Styles: rock electronics
Others: The Chemical Brothers, The Go! Team, Mogwai, Battles, The Octopus Project

Holy fuck, this band is still making music basically the same way they were back in 2004, and that’s not a bad thing at all. It’s a joy. Although I initially wrote them off as a gimmick based on the attention-grabbing name, 2010’s Latin wormed its way into my long-term playlists so suddenly and easily I didn’t question it. Songs like “SHT MTN,” “Stilettos,” and “Lovely Allen” hit a pleasure point so basic but also so immediately satisfying, arch crescendos of saturation and forever-in-the-fucking-pocket drums in a selfless, hyper modern funk. I still play those songs all the time, and Congrats seems primed to add a few to that party playlist.

While there are sung words in some Holy Fuck songs, and moreso than ever on Congrats, the vocals are low and blended in, filling reverb-heavy rooms, passing an indirect guidance to the mix. It’s a technique optimized on Latin and heavily employed on songs here like “Chimes Broken,” its monastic narrator-from-a-cave providing an appropriately psychedelic witness to experience.
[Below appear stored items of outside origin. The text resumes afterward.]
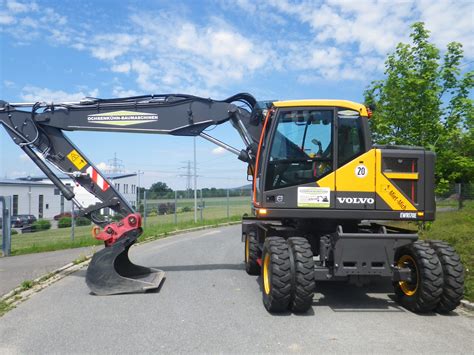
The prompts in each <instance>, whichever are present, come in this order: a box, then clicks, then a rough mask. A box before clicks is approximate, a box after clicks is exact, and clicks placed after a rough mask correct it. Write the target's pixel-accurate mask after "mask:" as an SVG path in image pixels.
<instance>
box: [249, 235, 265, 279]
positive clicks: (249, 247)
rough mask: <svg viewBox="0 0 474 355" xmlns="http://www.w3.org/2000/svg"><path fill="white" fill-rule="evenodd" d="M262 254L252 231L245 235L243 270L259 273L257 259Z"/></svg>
mask: <svg viewBox="0 0 474 355" xmlns="http://www.w3.org/2000/svg"><path fill="white" fill-rule="evenodd" d="M261 255H262V252H261V251H260V248H259V247H258V240H257V238H256V237H255V234H254V233H248V234H247V235H246V236H245V270H246V271H247V274H249V275H259V274H260V265H259V264H258V262H257V260H258V258H260V256H261Z"/></svg>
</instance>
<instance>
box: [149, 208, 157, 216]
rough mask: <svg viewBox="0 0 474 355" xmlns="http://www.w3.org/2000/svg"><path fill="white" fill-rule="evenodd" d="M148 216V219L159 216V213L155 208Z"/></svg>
mask: <svg viewBox="0 0 474 355" xmlns="http://www.w3.org/2000/svg"><path fill="white" fill-rule="evenodd" d="M147 216H148V217H155V216H158V211H157V210H156V208H153V209H152V210H151V211H150V212H148V214H147Z"/></svg>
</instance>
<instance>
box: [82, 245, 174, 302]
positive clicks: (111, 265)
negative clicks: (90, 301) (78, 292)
mask: <svg viewBox="0 0 474 355" xmlns="http://www.w3.org/2000/svg"><path fill="white" fill-rule="evenodd" d="M125 242H126V240H125V241H124V242H122V241H118V242H116V243H115V244H114V245H112V246H110V247H105V248H104V249H102V250H100V251H98V252H97V253H95V254H94V256H93V257H92V260H91V262H90V264H89V268H88V269H87V274H86V283H87V286H89V288H90V290H91V291H92V292H93V293H95V294H96V295H99V296H106V295H114V294H120V293H133V292H144V291H146V290H151V289H155V288H158V287H159V286H160V284H161V281H162V280H163V277H164V275H165V273H164V272H163V271H161V270H157V269H153V268H148V267H144V266H139V265H135V264H133V263H132V262H131V261H130V259H129V258H128V250H129V249H130V247H131V246H132V244H133V243H134V242H135V241H133V242H132V243H131V244H129V245H126V243H125Z"/></svg>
Meanwhile, they push the key features — the transitions, the distortion, the swing, the overworked melody — to emerge as sight lines that guide the listener, an alive and modular electronica, safely inhabiting a world with fixed, load-bearing beats before destroying it from within with patch adjustments. This created space is owed to lots of practice — that rhythm section is wound up like a watch — but also to a macro mindset, a band with sights set to a choice sync of sound, style, and shape that uses every second to earn its payoff.
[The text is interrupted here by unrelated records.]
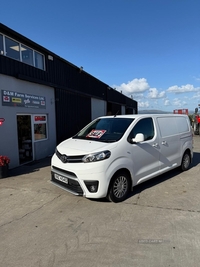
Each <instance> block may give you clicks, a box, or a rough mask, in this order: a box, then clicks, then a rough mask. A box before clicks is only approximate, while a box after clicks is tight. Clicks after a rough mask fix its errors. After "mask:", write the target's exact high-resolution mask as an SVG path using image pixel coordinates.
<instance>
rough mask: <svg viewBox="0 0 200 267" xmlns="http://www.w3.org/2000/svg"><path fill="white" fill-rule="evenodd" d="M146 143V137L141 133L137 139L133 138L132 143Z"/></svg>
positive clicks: (137, 135)
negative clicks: (145, 137) (145, 142)
mask: <svg viewBox="0 0 200 267" xmlns="http://www.w3.org/2000/svg"><path fill="white" fill-rule="evenodd" d="M143 141H144V135H143V134H141V133H139V134H136V136H135V138H132V142H133V143H140V142H143Z"/></svg>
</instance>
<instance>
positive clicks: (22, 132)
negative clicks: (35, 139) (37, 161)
mask: <svg viewBox="0 0 200 267" xmlns="http://www.w3.org/2000/svg"><path fill="white" fill-rule="evenodd" d="M17 132H18V148H19V163H20V164H24V163H27V162H30V161H32V160H33V147H32V129H31V115H17Z"/></svg>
“Chimes Broken” builds from sudden, unrelenting basses before striking black-and-white contrasts in cymbal timbres to break you in two. Its opening notes feel less like a blueprint than a heartbeat, a compulsive call the band is compelled to respond to, kraut loops growing in the hips. Much of the record travels in blown-out, saturated tones like this, resembling a bit more of their self-titled debut and sophomore LP than the more recent, sharper Latin, and reiterating a few of the Tonebank-Rhythm-Ko-esque grooves that we’ve heard before, albeit with a darker, occasionally shoegazy approach this time. But there are contrasts all over this record, and the sequencing keeps things fluid and lively between low, funky brooders (“Shivering”), mid-tempo rock (“Xed Eyes”) and dreamers like “Neon Dad,” which starts with faint lines like “consumes you, consumes me too” and “someone else’s sunshine,” and drives full force into distorted waves of surf and psych.

“Tom Tom” creeps heavy like a T. Rex with lyrics about beady little eyes and executions, and “Acidic” is big beat gone bonkers, laced distortion crushing a carnival of comic euro-disco from the 80s that mercifully diverts later into something nice. “House of Glass,” in both name and design — those opening, window-shattering bomb drops — feels like a post-Death Grips take on broody electro-rock, and “Caught Up” reminds me of peak ChemBros psych-arpeggio-tronica, with requisite crescendo. But as I place these songs on a spectrum of references, I also have to acknowledge the quality and form with which they reframe those similar elements, how they pounce on these shared points of inspiration and extract only the most infectious melodies, the phenomenal moments, and rebuild them in painstaking synchronicity, putting the unshakable Holy Fuck-ness of their focus in full view. Congrats to that.